Matsumoto et al. reported histologic outcomes during cryosurgery in the liver. According to this study tissue edema and central necrosis was detected after a ∼3hrs follow up and fibrosis was detected after a ∼1 week follow up after cryosurgery [35]. In our study that consistent with this article, tissue inflammation and edema was observed in the early stage in Group-3 and sporadic areas of fibrosis were observed in Group-4 that presents findings one week after SoCO2 contact.
Recently, thermal energy devices were developed for hepatic resections that causing heat coagulation necrosis in the liver parenchymal. These devices produce a necrotic zone thus enables resection. Stavrou et al. utilized this technique in 28 cases and found the mean blood loss to be less than 100 ml.
Disadvantages of these devices were, probability of producing thermal damage in main vessels where it is close and its use in the hilar area is also limited. It also produces 1 cm area of necrosis in the parenchyma secondary to heat and causing excessive parenchyma loss in cases requiring wide resections. Several complications, including intrahepatic or subhepatic abscess, was noted in 20% of the patients [36]. In our study, necrosis area was deteted within 240 ± 60 micron depths from the surface in Group-3 and Group-4. Cryohemostasis with SoCO2 is considered to be an appropriate agent due to both creating necrosis in a limited area and do not cause further increasing in the biochemical parameters compared to the other groups. Cryohemostasis with SoCO2 is considered to be an appropriate agent due to create necrosis in a limited area and do not cause differences in terms of biochemical parameters compared to the other groups.
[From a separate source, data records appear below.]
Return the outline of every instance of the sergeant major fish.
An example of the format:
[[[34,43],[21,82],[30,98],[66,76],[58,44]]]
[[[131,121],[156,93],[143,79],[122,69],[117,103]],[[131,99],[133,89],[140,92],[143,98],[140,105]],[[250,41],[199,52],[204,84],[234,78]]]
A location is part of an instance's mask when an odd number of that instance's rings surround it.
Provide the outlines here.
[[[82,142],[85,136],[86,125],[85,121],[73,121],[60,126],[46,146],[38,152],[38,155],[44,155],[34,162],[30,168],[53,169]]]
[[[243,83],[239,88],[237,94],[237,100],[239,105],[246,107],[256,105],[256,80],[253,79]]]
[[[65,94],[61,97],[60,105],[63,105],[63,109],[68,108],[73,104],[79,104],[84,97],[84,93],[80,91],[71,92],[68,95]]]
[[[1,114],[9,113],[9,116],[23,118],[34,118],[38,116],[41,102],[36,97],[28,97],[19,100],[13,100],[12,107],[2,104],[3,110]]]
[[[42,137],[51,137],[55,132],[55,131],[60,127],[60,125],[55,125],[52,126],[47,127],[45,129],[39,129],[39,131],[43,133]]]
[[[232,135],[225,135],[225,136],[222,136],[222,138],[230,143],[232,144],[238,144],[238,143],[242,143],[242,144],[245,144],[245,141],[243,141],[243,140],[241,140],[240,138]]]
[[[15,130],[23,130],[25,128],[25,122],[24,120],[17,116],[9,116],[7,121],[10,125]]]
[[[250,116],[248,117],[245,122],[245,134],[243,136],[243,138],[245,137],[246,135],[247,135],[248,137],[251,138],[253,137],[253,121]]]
Thermal energy devices raise the tissue temperature to 70°C, resulting in reactions causing inflammation, edema and carbonization. Adhesions and increased infection problems may arise due to tissue carbonization. SoCO2 assisted cryohemostasis provides hemostasis without residue on the contact surface of liver, and creating smaller necrosis area can result in decline of infection risk.
Conclusion
In conclusion, our study showed that the SoCO2 assisted hemostasis decreases the blood loss, shortens the hemostasis time, enabling the surgeon to work in a bloodless surgical site. SoCO2 also does not leave a residue due to its sublimation feature, easily procurable and low-cost. Although further studies are required, we believe SoCO2 is an effective hemostatic agent in liver surgery.